Un numero crescente di ricerche indica che è tempo di lasciarci alle spalle la mania della vitamina D. L’assunzione di dosi elevate della “vitamina del sole” non riduce il rischio di fratture ossee nelle persone anziane altrimenti sane, hanno riferito i ricercatori.
È l’ultima di una serie di delusioni su un nutriente che avrebbe dovuto avere ampi effetti protettivi. Lo stesso studio, che ha coinvolto quasi 26.000 persone, aveva già scoperto che l’assunzione di troppe pillole di vitamina D non preveniva le malattie cardiache, il cancro o la perdita di memoria.
Si stima che un terzo degli americani di età pari o superiore a 60 anni prenda questi integratori e ogni anno vengono eseguiti più di 10 milioni di esami del sangue per controllare i livelli di vitamina D, anche se da anni si discute sul fatto che gli anziani ne abbiano bisogno.
Gli ultimi risultati, insieme ad altri studi con risultati simili, dovrebbero porre fine a quel dibattito, hanno scritto i dottori Steven Cummings, del Pacific Medical Center della California, e Clifford Rosen, del Maine Medical Center Research Institute, in un commento pubblicato sul giornale medico. “Le persone dovrebbero smettere di assumere integratori di vitamina D come mezzo per prevenire malattie gravi” e i medici dovrebbero smettere di eseguire i test di routine che alimentano la preoccupazione, hanno concluso entrambi.
Quanta vitamina D dovrebbe essere consumata?
Gli Stati Uniti raccomandano tra le 600 e le 800 unità internazionali al giorno per garantire che tutti, giovani e meno giovani, ne abbiano abbastanza. Sebbene la nostra pelle produca vitamina D attraverso l’esposizione al sole, questo può essere più difficile in inverno in alcuni luoghi.

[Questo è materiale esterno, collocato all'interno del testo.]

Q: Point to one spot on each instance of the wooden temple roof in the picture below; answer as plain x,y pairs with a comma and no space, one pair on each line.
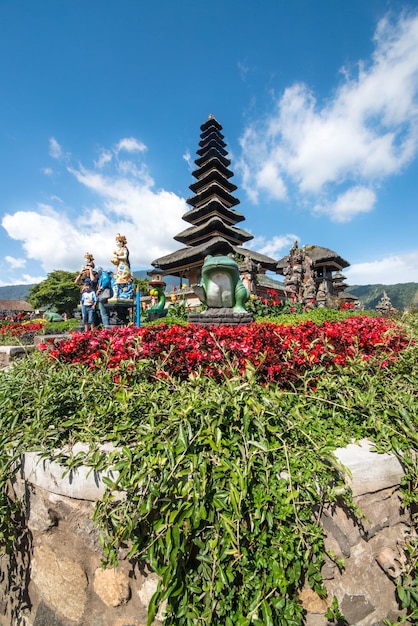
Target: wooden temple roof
212,217
321,257
212,228
212,209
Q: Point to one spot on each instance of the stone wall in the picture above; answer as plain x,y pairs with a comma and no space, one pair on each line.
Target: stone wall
57,578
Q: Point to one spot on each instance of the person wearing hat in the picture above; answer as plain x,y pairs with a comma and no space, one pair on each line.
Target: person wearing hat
103,292
88,304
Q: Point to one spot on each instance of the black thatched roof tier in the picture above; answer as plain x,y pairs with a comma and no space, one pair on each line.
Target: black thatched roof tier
320,257
211,209
213,163
212,153
208,178
214,190
210,122
213,228
212,143
212,217
177,263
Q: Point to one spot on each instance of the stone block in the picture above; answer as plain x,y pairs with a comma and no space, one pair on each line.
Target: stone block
62,583
112,586
370,471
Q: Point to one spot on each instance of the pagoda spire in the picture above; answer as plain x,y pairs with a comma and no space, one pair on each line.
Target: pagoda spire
212,215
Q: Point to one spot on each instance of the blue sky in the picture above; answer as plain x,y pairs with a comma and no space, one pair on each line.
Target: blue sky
100,115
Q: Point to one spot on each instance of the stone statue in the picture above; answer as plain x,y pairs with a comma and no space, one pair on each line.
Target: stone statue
221,286
122,281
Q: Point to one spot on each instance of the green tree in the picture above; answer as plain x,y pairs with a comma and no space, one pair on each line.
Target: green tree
58,292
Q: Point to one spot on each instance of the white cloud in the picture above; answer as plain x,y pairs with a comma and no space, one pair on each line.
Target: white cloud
387,271
104,158
15,263
348,204
367,131
276,247
125,202
130,144
55,150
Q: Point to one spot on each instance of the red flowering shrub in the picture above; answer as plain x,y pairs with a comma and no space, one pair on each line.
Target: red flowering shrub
16,329
277,352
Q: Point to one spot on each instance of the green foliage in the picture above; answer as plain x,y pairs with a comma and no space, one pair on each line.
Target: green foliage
225,481
142,285
58,291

La domanda più ricorrente era se più della quantità raccomandata potesse essere migliore, per prevenire fratture o forse anche altre condizioni. Per affrontare rapporti scientifici contrastanti, la dott.ssa JoAnn Manson, direttrice della medicina preventiva presso Brigham and Woman’s, ha lanciato il più grande studio del suo genere per monitorare vari esiti sanitari in quasi 26.000 americani generalmente sani di età pari o superiore a 50 anni. Gli ultimi risultati confrontano le fratture ossee in coloro che hanno assunto una dose elevata – 2.000 unità internazionali della forma più attiva di vitamina D, chiamata D-3 – o placebo ogni giorno per cinque anni.
Gli integratori non hanno ridotto il rischio di fratture dell’anca o di altre ossa, ha riportato LeBoff sul New England Journal of Medicine. Sebbene la vitamina D e il calcio funzionino meglio insieme, ha notato che anche il 20% dei partecipanti allo studio che hanno assunto anche un integratore di calcio non ne ha beneficiato. Né il piccolo numero di partecipanti allo studio che aveva bassi livelli ematici di vitamina D.
Tuttavia, LeBoff ha avvertito che lo studio non includeva persone che potrebbero aver bisogno di un’integrazione a causa di osteoporosi o altri disturbi di indebolimento osseo, o persone con gravi carenze di vitamina D. E Manson ha affermato che sono necessarie ulteriori ricerche per scoprire se ci sono altri rischi ad alto rischio gruppi che potrebbero trarne beneficio.
Nel complesso, “questi risultati ribaltano il dogma e mettono in discussione il valore dello screening di routine dei livelli ematici di vitamina D e delle raccomandazioni generali sull’integrazione“, ha affermato Manson. “Trascorrere del tempo all’aperto, essere fisicamente attivi e seguire una dieta salutare per il cuore porterà a maggiori benefici per la salute” per la maggior parte delle persone.